Gretchen Klein stands in the control room as she and her co-conspirators watch the girls struggle to survive on a deserted island. (Matt Klitscher/Amazon Studios)
Gretchen Klein stands in the control room as she and her co-conspirators watch the girls struggle to survive on a deserted island.

Matt Klitscher/Amazon Studios

Feminism in “The Wilds” falls flat

January 28, 2021


The Monthly


Content warning: This story contains mentions of sexual assault.

At first glance, Amazon Prime’s original series “The Wilds” seems like the female answer to “Lord of the Flies.” A group of teenage girls must navigate survival after their chartered plane, en route to a female empowerment retreat in Hawaii, crashes near a deserted island.

The viewer soon learns that the crash is staged and the stranded girls are subjects of a social experiment led by ousted academic Gretchen Klein, who herself has taken more than a few pages out of Golding’s book.

(Warning, major spoilers for the rest of the season ahead!)

The experiment — packed with staged cameras, intrusive interrogations and strategically packaged suitcases — is an attempt to prove that society would thrive on a matriarchal structure. It’s so outrageous it feels like a fever dream, or maybe just bad fan fiction.

Graphic by Emma Ruck and Lami Zhang

At one point, Gretchen even practices a presentation for potential donors against a backdrop of nuclear war to show the viewer just how dire the state of the world is under men.

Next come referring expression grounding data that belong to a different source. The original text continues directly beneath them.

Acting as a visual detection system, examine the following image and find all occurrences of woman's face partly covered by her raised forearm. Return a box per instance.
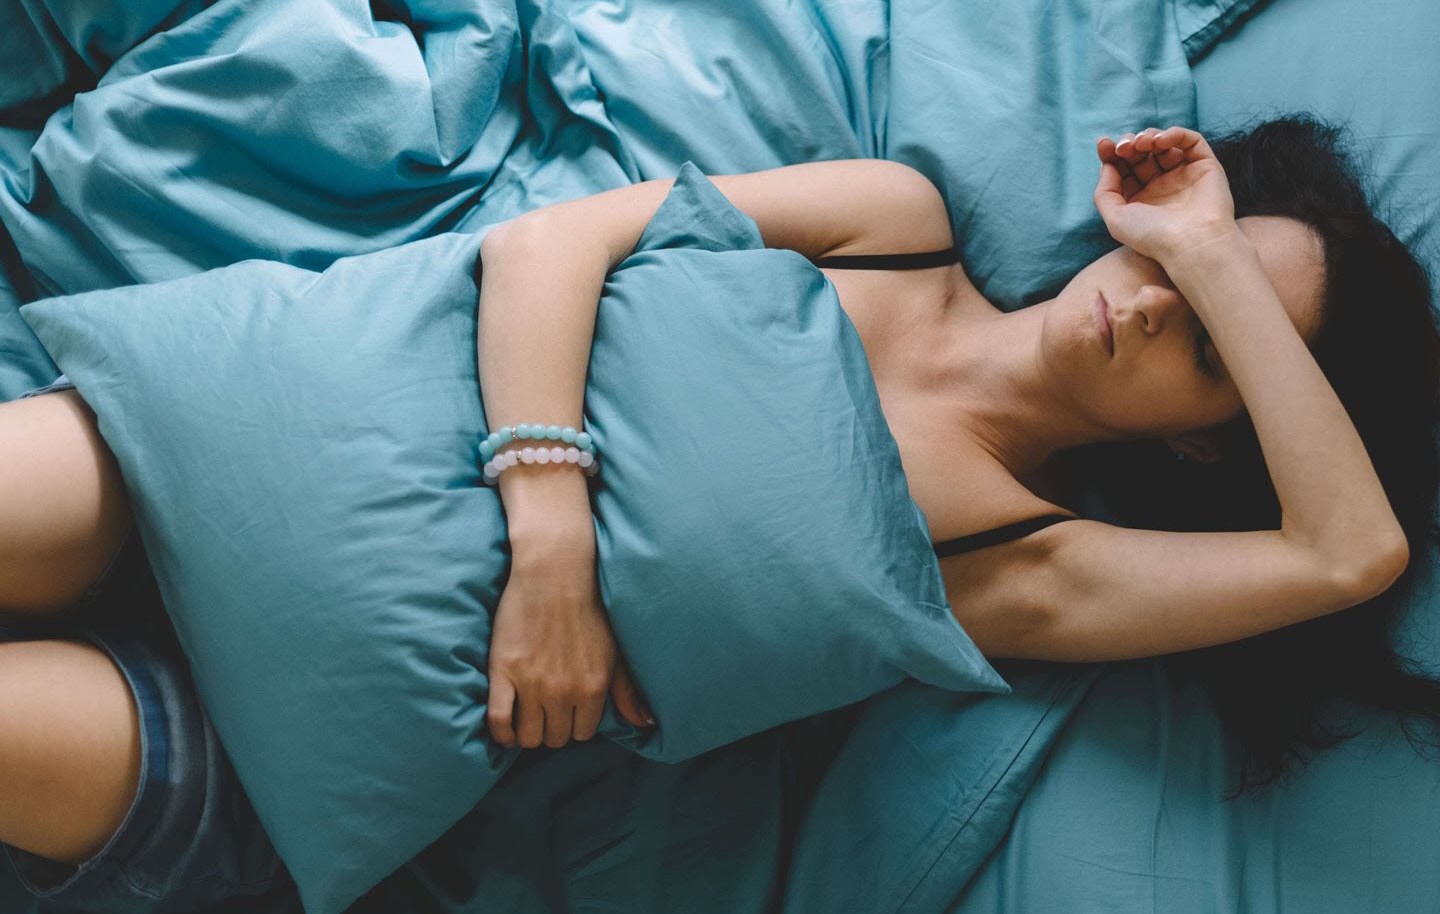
[1041,216,1325,451]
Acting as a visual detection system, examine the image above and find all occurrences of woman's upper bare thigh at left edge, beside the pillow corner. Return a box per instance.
[0,390,132,619]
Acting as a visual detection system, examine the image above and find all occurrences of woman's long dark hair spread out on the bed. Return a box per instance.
[1064,112,1440,799]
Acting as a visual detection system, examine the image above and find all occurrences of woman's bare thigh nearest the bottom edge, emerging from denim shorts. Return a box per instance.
[0,636,140,865]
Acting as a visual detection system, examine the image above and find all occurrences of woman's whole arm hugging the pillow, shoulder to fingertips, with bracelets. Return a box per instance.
[477,160,953,748]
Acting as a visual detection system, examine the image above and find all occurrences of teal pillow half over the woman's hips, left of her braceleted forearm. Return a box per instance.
[22,235,516,913]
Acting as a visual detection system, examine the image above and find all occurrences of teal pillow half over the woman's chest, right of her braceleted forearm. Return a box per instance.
[585,163,1009,761]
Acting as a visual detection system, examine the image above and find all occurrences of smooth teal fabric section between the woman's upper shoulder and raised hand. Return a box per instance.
[883,0,1195,311]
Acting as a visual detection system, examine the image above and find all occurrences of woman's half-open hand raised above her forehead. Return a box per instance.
[1094,127,1237,262]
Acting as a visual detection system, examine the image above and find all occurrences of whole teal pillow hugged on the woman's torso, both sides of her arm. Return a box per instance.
[22,163,1008,914]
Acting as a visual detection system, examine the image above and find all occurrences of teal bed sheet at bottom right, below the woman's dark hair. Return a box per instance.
[944,661,1440,914]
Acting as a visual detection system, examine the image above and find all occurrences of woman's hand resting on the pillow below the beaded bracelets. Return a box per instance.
[487,538,652,748]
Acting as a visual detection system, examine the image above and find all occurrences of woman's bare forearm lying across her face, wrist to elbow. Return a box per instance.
[1162,226,1404,570]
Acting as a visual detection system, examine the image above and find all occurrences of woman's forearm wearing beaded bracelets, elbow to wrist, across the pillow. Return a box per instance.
[477,226,609,561]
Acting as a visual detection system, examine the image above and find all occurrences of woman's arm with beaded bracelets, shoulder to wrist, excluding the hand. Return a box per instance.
[477,158,953,551]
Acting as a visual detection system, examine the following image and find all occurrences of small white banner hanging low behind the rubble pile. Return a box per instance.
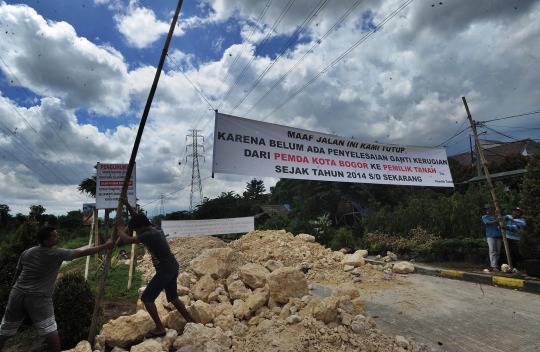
[161,216,255,238]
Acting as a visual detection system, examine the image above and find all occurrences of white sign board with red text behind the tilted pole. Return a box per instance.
[96,163,137,209]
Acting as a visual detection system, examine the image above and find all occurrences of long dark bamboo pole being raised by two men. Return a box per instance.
[88,0,183,345]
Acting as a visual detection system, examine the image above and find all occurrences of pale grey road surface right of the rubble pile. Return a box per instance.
[364,274,540,352]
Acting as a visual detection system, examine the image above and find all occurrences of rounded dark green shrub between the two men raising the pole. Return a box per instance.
[53,273,95,349]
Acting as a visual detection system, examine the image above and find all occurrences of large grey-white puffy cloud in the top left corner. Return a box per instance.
[0,3,129,116]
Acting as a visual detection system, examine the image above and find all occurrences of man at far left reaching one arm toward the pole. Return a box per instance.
[0,226,115,352]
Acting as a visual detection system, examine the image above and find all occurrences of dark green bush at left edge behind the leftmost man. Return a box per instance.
[0,221,38,316]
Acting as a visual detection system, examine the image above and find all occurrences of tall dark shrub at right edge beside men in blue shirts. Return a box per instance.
[520,153,540,259]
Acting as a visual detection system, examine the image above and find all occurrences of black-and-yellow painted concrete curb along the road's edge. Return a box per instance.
[364,258,540,294]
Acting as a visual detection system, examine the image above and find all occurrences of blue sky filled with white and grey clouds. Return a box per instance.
[0,0,540,215]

The producers of the show want you to think she’s a villain at first. The episodes cut between the girls in hunger and in pain, and Gretchen in the control room gleefully celebrating the milestones they’re reaching: building a fire, finding shelter, discovering water.

There’s a slow shift in how the producers expect us to perceive Gretchen. We learn she has been fired from her teaching position for bold, radical thought. We watch her process the incarceration of her college-aged son, who participated in a fraternity hazing incident gone wrong. We are to sympathize with her as she grieves the loss of her friend and colleague Jeanette.

Gretchen, once a villain, becomes a supposed icon for feminism. Her uncompromising commitment to her vision makes her the fierce fighter for women struggling to thrive in a modern-day world tainted by patriarchal expectations.

There’s just one problem: the girls on the island aren’t thriving either.

Their time on the island is plagued by rifts caused by a scarcity of resources, childish slut shaming and the sheer trauma of believing that death is fast approaching.

We receive snippets of their lives before the crash through faux interviews that are as unethical as the rest of the experiment. A hired psychiatrist — posing as an interrogator — coaxes each girl into disclosing their adolescent trauma during faux interviews.

Graphic by Graphic by Emma Ruck and Lami Zhang

Season one never gives us a clear explanation as to why each of these girls was chosen, but the trauma they’ve overcome in the past is why Gretchen is so confident they’d succeed as a cohesive group on the island.

The girls’ trauma is also all uniquely gendered; God-fearing Christian Shelby has to hide her sexuality from her father, sweet and caring Martha was sexually assaulted by her male doctor and 16-year-old Leah is in love with an older man who took advantage of her.

Throughout their time on the island, their development is thrown in your face; Shelby kisses another girl, pacifist Martha kills a goat to overcome starvation and Leah throws away the book her love interest gave her. Only after that do they find the strength to band together so one of them can break out of the facility and free them all.

Gretchen romanticizes the idea that women must undergo the worst the world has to offer in order to wake up to their own internal power.

Gretchen is a morally gray antihero who subjects younger women to physical and psychological breaks in a bid to prove once and for all that women are stronger than men. But the quest to prove women are superior, at the cost of their well-being, grotesquely simplifies the challenges of a patriarchal society.

“The Wilds,” and the not-so-visionary social experiment the show is built around, is the product of a twisted understanding of feminism. But fortunately for “The Wilds,” we’re too starved for content to put it down.